Mark Packard M’97 knew where to look for expertise in 2006 when the geographic information systems (GIS) department of an environmental consulting company he worked for spun off into its own company, ddms.
Having earned his Master’s of Science in Geographic Information Science at Saint Mary’s University, he went back to his alma mater’s network. First Packard hired one Saint Mary’s alumnus. Then two. Today, six of ddms’ 20 employees are graduates of Saint Mary’s GIS program.
That’s not to say that Packard hires only Saint Mary’s alumni or that he does so out of loyalty to the institution. Rather, each employee at ddms — regardless of where they were educated — has won a job offer through an interview process where six or more people have been interviewed. “Just because you went to Saint Mary’s, we won’t blindly let you in,” Packard assured. “Everyone has had to earn it, and everyone has had to go through a multi-phased interview process.”
So what sets apart Saint Mary’s GIS graduates?
“We have a really good understanding of what it takes (to do this type of work),” Packard said. “We know that their level is where we need it to be for our hires. We have a really high comfort level in understanding what their education was, having gone through it.”
Packard’s own GIS story started in 1996 when he graduated with a bachelor’s degree in geology. He enjoyed his undergraduate education, but knew he needed more computer and technology training. That led him to enroll in the Saint Mary’s master’s of science in GIS program.
“I think I finished in about a year and a half, I really hit it hard,” Packard recalled. “My computer acumen went way up as a result of the training and classes at Saint Mary’s. I started at a very foundational level, learned what I needed and left at an expert level with software and computers in general. Ever since then I’ve done the IT at any place I’ve been.”
After graduation, Packard headed east and began his first GIS project in northeast Pennsylvania. For two years, he ran the information database for a non-profit coal reclamation project. It was there, Packard said, that he realized all of his education was practiced in the real world.
Feeling the urge to move back to Minnesota, Packard joined Summit in St. Paul as their GIS specialist. A regional environmental consultant, Summit conducts local environmental investigations and remediations, like cleaning up gas leaks. GIS technology is used for tasks such as locating water sources or planning drill spots.
It was from Summit that ddms split off — keeping a relationship between the two companies with stock ownership and sharing the same building. Since its inception, ddms has grown by large proportions as a consulting company providing data management and visualization services to the environmental remediation and energy industries.

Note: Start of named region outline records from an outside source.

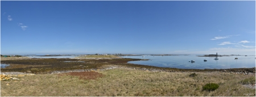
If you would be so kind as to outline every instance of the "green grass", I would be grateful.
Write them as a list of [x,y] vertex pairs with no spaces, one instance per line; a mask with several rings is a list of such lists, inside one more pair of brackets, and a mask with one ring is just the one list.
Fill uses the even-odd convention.
[[[97,71],[103,75],[86,80],[79,76],[42,74],[19,77],[20,80],[2,81],[3,96],[243,96],[253,94],[255,89],[237,84],[254,75],[230,73],[152,72],[127,68]],[[206,79],[204,77],[207,77]],[[209,83],[220,86],[213,91],[202,91]],[[9,83],[9,85],[6,85]]]
[[240,83],[241,83],[243,85],[255,84],[255,77],[250,77],[249,78],[245,79],[240,81]]
[[218,88],[219,86],[216,83],[207,83],[207,85],[203,86],[203,90],[207,90],[207,91],[214,91]]

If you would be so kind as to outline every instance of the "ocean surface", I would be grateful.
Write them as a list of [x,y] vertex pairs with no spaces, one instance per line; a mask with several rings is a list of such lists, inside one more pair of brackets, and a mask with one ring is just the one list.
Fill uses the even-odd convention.
[[[232,56],[218,57],[198,57],[196,55],[179,56],[127,56],[123,58],[149,59],[148,61],[130,61],[129,63],[158,67],[175,68],[179,69],[230,69],[253,68],[255,66],[255,56]],[[238,58],[235,60],[236,57]],[[207,61],[204,61],[207,60]],[[194,60],[195,62],[191,62]]]
[[[24,56],[31,58],[73,58],[80,54],[61,55],[60,56],[37,56],[40,54]],[[42,54],[43,55],[43,54]],[[44,54],[43,54],[44,55]],[[144,57],[143,57],[144,56]],[[164,68],[175,68],[179,69],[230,69],[255,67],[255,56],[232,56],[218,57],[218,60],[214,60],[214,57],[198,57],[196,55],[179,56],[121,56],[123,58],[148,59],[148,61],[130,61],[128,63],[141,64]],[[235,60],[236,57],[238,58]],[[207,60],[207,61],[204,61]],[[191,62],[193,60],[195,62]],[[2,64],[1,68],[8,66]]]

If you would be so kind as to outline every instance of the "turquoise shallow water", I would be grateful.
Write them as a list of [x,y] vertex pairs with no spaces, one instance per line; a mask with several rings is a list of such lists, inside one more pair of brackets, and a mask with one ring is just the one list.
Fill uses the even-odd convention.
[[[197,57],[188,56],[123,56],[123,58],[149,59],[148,61],[130,61],[129,63],[155,66],[158,67],[175,68],[179,69],[230,69],[253,68],[255,66],[255,56],[233,56],[218,57],[215,60],[213,57]],[[238,60],[234,60],[238,57]],[[204,60],[207,61],[204,62]],[[189,61],[194,60],[195,62]]]

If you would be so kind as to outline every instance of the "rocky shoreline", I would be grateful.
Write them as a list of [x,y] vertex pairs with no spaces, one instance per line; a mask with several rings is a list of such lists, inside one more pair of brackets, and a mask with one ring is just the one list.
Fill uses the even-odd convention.
[[[155,68],[137,68],[132,66],[127,66],[117,65],[106,65],[102,66],[100,69],[76,69],[76,70],[55,70],[48,72],[47,74],[59,74],[71,72],[81,72],[81,71],[104,71],[109,69],[113,69],[115,68],[127,68],[130,69],[135,69],[139,70],[143,70],[146,71],[153,72],[169,72],[169,73],[228,73],[235,74],[243,74],[243,75],[255,75],[255,68],[239,68],[239,69],[177,69],[176,70],[168,70],[164,69],[155,69]],[[1,74],[5,75],[19,75],[19,74],[29,74],[31,73],[20,73],[20,72],[1,72]]]

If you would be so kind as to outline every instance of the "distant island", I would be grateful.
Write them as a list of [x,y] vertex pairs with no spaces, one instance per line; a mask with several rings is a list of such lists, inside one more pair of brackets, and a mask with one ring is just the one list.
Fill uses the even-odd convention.
[[222,57],[222,56],[230,56],[230,55],[217,55],[216,54],[205,54],[204,56],[196,56],[198,57],[216,57],[216,56],[220,56],[220,57]]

“We work with many large chemical or pharmaceutical companies for example,” Packard said. “Anyone that has made chemicals that could get into the Earth and adversely impact the environment. For all the projects we work on, the goal is to clean them up to the point where it’s not unhealthy for people.”

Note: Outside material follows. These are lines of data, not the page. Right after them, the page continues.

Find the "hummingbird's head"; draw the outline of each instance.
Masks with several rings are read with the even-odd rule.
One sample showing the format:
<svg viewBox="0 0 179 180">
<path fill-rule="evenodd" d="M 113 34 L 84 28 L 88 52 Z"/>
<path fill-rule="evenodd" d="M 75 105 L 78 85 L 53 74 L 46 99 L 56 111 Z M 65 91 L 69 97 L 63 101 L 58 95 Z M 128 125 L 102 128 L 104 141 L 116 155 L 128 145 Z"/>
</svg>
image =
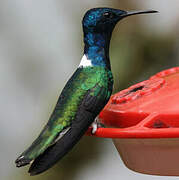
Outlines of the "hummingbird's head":
<svg viewBox="0 0 179 180">
<path fill-rule="evenodd" d="M 113 8 L 93 8 L 88 10 L 83 18 L 83 30 L 92 33 L 112 33 L 117 22 L 127 16 L 155 12 L 157 11 L 123 11 Z"/>
</svg>

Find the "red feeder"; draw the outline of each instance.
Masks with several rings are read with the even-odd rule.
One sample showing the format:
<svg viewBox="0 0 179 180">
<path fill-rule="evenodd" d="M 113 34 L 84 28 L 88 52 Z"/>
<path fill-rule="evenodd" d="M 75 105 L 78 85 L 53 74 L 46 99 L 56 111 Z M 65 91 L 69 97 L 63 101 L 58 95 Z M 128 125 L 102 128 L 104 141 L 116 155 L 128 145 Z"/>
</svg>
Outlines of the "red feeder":
<svg viewBox="0 0 179 180">
<path fill-rule="evenodd" d="M 179 175 L 179 67 L 113 95 L 100 113 L 125 165 L 153 175 Z"/>
</svg>

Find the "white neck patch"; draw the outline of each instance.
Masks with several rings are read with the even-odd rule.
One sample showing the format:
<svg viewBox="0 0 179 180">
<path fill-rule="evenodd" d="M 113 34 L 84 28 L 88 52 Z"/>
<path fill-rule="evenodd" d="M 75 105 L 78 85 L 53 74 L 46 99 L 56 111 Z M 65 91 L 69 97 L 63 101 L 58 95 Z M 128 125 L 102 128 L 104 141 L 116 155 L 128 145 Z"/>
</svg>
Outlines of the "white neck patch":
<svg viewBox="0 0 179 180">
<path fill-rule="evenodd" d="M 84 56 L 81 59 L 80 65 L 78 67 L 88 67 L 88 66 L 93 66 L 91 63 L 90 59 L 87 59 L 86 55 L 84 54 Z"/>
</svg>

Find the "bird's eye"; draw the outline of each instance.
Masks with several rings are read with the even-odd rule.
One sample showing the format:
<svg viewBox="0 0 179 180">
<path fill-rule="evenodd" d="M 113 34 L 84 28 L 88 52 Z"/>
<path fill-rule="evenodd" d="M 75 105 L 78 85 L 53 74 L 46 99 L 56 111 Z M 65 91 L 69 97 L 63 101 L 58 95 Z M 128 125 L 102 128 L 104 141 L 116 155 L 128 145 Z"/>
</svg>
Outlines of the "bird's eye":
<svg viewBox="0 0 179 180">
<path fill-rule="evenodd" d="M 105 18 L 112 18 L 112 17 L 113 17 L 113 14 L 110 13 L 110 12 L 105 12 L 105 13 L 103 14 L 103 16 L 104 16 Z"/>
</svg>

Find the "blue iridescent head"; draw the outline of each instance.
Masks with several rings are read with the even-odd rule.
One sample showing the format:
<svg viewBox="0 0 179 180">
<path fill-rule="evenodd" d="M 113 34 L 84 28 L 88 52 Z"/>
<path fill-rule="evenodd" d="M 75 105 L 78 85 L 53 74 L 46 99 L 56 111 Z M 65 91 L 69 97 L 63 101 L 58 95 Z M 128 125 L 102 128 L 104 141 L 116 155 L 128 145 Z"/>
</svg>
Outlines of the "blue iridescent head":
<svg viewBox="0 0 179 180">
<path fill-rule="evenodd" d="M 123 11 L 113 8 L 94 8 L 86 12 L 82 24 L 84 31 L 85 54 L 94 65 L 106 65 L 109 62 L 109 43 L 112 31 L 121 19 L 157 11 Z"/>
</svg>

The applications for GIS in ddms’ work are endless, and clients can now access the company’s information through an online project portal with a massive amount of data stored on it.
“We have a project portal that has about 3,000 users on it,” Packard said. “It’s fully GIS-enabled. All the projects around the country, they’re all in this web platform. You can spend a lot of time creating a map, and only one person might handle it if it’s paper. Or you put it up on the web, and 3,000 people in the portal can use it.”
Packard and ddms don’t have a particular goal for employee growth; they want healthy success and healthy business margins. They have the bandwidth to take on bigger projects.
“We don’t need to be big or to grow just for growth’s sake,” Packard said. “But we’ll keep hiring and keep growing.”
Maybe some of those new hires will be from Saint Mary’s. After all, alumni have a great track record at ddms.